How infinitely instructive is the instance of these liberal professors for an appraisal of our State Duma! Is it not clear now, from the experience of the universities, that the liberals and the Constitutional-Democrats will tremble for the "fate of the Duma" just as much as these miserable knights of cheap-jack science tremble for the "fate of the universities"? Is it not now clear that the liberals and the Constitutional-Democrats cannot use the Duma in any other way save the purpose of still more extensive and still more evil smelling preaching of peaceful and law-abiding progress? Is it not clear now how ridiculous are the hopes of transforming the Duma into a revolutionary assembly? Is it not clear that there is only one method of "influencing" -- not specifically the Duma or specifically the universities but the whole of the old autocratic regime -- the method of the Moscow workers, the method of insurrection by the people? It is this alone that will not merely force the Manuilovs in the universities to ask for freedom of assembly, and the Petrunkeviches in the Duma to ask for liberty for the people, but will win genuine liberty for the people.
The Moscow events have shown the real alignment of social forces: the liberals scampered from the government to the radicals, urging the latter to desist from the revolutionary struggle.
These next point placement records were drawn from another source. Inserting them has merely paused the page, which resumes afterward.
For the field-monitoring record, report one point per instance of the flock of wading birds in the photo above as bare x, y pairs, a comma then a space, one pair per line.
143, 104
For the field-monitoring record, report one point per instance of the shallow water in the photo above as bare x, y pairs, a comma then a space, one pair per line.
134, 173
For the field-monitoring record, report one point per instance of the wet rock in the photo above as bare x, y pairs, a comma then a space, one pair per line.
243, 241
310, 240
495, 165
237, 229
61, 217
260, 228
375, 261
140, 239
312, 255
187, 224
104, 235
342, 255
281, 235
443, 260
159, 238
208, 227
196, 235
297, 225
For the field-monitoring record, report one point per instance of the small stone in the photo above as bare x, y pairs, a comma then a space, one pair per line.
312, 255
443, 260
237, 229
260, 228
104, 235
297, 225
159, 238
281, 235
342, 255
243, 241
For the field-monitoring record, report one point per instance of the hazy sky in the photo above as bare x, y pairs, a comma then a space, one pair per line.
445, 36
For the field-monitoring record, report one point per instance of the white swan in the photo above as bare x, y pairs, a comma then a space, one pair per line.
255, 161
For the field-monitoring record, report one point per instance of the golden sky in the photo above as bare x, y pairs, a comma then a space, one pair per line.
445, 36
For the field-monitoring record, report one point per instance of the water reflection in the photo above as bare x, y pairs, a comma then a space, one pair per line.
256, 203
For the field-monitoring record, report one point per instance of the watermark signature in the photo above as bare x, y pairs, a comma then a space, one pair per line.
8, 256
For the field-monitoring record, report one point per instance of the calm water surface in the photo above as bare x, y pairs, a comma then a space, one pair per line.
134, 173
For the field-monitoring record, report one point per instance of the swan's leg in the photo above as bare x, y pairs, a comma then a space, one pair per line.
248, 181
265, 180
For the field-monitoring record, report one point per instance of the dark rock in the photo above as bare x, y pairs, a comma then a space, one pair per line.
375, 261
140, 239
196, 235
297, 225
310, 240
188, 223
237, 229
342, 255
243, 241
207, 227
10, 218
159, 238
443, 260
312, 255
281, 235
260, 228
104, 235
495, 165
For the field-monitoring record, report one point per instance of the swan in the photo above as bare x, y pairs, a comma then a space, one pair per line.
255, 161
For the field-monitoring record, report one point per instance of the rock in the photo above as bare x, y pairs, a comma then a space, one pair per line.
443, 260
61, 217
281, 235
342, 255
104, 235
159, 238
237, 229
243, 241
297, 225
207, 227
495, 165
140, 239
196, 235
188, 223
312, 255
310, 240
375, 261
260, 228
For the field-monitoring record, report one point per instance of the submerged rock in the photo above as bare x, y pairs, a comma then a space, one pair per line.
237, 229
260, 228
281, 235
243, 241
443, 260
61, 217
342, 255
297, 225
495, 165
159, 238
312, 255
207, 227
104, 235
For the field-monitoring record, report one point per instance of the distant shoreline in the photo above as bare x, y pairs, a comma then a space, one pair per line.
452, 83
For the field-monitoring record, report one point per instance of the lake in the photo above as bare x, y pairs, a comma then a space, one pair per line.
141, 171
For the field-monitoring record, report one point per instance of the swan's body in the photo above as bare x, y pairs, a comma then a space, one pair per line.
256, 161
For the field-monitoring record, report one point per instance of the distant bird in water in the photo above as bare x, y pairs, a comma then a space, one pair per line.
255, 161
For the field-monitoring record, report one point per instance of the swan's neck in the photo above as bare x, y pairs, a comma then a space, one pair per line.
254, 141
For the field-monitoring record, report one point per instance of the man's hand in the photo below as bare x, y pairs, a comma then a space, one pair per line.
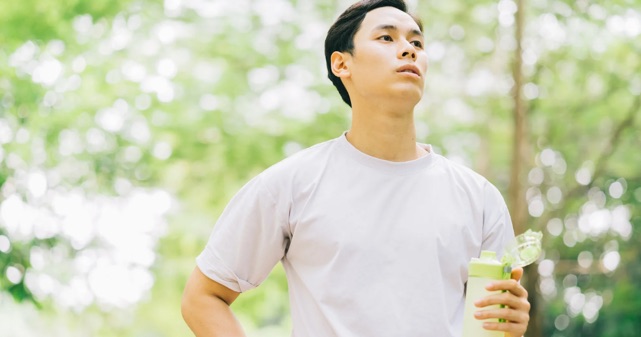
516, 312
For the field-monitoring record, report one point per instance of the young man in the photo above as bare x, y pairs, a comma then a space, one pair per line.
374, 230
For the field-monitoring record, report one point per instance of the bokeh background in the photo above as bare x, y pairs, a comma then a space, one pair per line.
126, 126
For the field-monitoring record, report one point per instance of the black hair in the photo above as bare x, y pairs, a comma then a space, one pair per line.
340, 36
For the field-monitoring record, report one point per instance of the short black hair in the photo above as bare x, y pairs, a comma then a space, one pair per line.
340, 36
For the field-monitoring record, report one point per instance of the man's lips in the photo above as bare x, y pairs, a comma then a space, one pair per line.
409, 68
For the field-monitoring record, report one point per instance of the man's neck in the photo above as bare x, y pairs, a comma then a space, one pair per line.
384, 133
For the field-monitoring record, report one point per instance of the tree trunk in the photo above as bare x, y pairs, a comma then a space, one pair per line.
520, 164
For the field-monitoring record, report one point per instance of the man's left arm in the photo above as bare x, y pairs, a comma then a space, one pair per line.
516, 310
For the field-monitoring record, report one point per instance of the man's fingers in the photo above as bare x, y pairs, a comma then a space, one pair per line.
508, 285
517, 273
507, 314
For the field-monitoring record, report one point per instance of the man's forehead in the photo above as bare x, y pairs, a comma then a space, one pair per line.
386, 17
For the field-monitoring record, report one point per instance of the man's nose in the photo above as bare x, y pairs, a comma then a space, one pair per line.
408, 50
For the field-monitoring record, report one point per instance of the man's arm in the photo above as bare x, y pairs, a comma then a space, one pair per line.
205, 307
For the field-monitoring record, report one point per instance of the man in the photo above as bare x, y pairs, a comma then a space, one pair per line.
374, 230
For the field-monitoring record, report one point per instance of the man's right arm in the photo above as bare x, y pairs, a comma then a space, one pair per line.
205, 307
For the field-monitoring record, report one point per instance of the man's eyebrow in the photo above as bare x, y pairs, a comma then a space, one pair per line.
394, 28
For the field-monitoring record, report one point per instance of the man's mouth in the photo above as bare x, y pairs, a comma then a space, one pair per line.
409, 68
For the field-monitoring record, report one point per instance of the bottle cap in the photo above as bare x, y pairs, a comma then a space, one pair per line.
525, 249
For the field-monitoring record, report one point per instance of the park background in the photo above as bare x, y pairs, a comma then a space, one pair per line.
127, 125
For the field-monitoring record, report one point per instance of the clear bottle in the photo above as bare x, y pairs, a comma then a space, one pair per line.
525, 249
481, 272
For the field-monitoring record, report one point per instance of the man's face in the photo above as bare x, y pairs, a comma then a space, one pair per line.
389, 59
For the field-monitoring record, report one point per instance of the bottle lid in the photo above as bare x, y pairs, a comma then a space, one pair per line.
525, 249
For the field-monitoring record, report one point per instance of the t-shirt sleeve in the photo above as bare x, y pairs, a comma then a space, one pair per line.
497, 224
249, 238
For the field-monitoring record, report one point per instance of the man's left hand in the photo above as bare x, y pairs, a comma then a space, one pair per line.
516, 310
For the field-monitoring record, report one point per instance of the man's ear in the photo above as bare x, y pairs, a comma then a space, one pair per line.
339, 62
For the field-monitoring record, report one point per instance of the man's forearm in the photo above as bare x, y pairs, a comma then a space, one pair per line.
210, 316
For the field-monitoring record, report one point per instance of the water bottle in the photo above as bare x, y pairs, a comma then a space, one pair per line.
481, 272
525, 249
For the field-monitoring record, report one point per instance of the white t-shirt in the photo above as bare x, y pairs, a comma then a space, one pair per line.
370, 247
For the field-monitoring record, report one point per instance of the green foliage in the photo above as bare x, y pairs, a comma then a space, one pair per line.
147, 96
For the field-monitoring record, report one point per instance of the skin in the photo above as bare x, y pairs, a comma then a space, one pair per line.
383, 101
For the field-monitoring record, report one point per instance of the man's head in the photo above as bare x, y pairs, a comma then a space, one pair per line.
340, 37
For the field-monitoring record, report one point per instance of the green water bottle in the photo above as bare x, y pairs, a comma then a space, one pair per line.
481, 272
524, 250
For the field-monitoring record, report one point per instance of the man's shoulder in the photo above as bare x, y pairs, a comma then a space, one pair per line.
302, 163
461, 172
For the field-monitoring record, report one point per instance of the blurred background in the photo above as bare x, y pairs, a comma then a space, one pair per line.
127, 125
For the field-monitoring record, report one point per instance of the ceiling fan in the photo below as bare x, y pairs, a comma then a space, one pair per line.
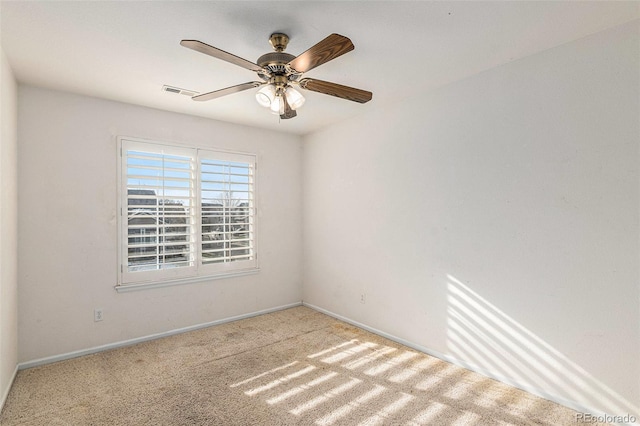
280, 72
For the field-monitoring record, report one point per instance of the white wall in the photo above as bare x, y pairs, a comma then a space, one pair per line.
8, 228
494, 221
67, 207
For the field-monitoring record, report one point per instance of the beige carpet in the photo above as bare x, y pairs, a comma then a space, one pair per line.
293, 367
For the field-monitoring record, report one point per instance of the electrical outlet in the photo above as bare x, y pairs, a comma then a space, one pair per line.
97, 315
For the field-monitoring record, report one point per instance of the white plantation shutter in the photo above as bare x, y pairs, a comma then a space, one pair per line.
184, 212
227, 210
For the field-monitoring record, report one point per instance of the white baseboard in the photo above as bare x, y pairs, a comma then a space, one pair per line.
461, 363
109, 346
5, 392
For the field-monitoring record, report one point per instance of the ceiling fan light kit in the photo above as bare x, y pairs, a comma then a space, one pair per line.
280, 72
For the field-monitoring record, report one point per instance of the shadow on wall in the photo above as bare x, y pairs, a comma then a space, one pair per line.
492, 342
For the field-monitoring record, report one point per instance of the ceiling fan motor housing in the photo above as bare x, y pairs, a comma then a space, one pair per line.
275, 62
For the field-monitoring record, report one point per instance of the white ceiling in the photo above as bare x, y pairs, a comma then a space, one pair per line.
126, 51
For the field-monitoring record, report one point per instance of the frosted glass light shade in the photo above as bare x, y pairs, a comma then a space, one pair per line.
266, 95
295, 99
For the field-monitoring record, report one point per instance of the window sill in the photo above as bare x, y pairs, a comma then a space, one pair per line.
126, 288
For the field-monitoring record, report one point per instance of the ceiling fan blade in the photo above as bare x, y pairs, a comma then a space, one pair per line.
223, 92
337, 90
201, 47
330, 48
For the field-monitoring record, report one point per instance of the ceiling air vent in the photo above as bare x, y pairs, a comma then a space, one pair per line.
179, 91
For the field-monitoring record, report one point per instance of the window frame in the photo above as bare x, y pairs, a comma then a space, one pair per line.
129, 280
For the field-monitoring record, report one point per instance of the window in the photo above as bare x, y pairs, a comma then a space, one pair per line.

The radicals fought in the ranks of the proletariat. Let us not forget this lesson: it also bears directly on the State Duma.
Let the Petrunkeviches and the other Constitutional Democrats play at parliamentarianism in autocratic Russia -- the workers will wage a revolutionary struggle for genuine sovereignty of the people.
Irrespective of how the insurrectionary outbreak in Moscow ends, the revolutionary movement will in any case emerge even stronger than before, will spread to a wider area, and gather new forces. Let us even assume that the tsarist troops are now celebrating a complete victory in Moscow -- a few more such victories and the utter collapse of tsardom will become a fact. This will then be the actual, genuine collapse of the entire heritage of serf-ownership, autocracy, and obscurantism -- not the flabby, craven, and hypocritical patching up of tattered rags, with which the liberal bourgeois are trying to delude themselves and others. Let us even assume that tomorrow's post will bring us the sad news that the insurrectionary outbreak has been crushed once again. We shall then exclaim: once again -- hail insurrection!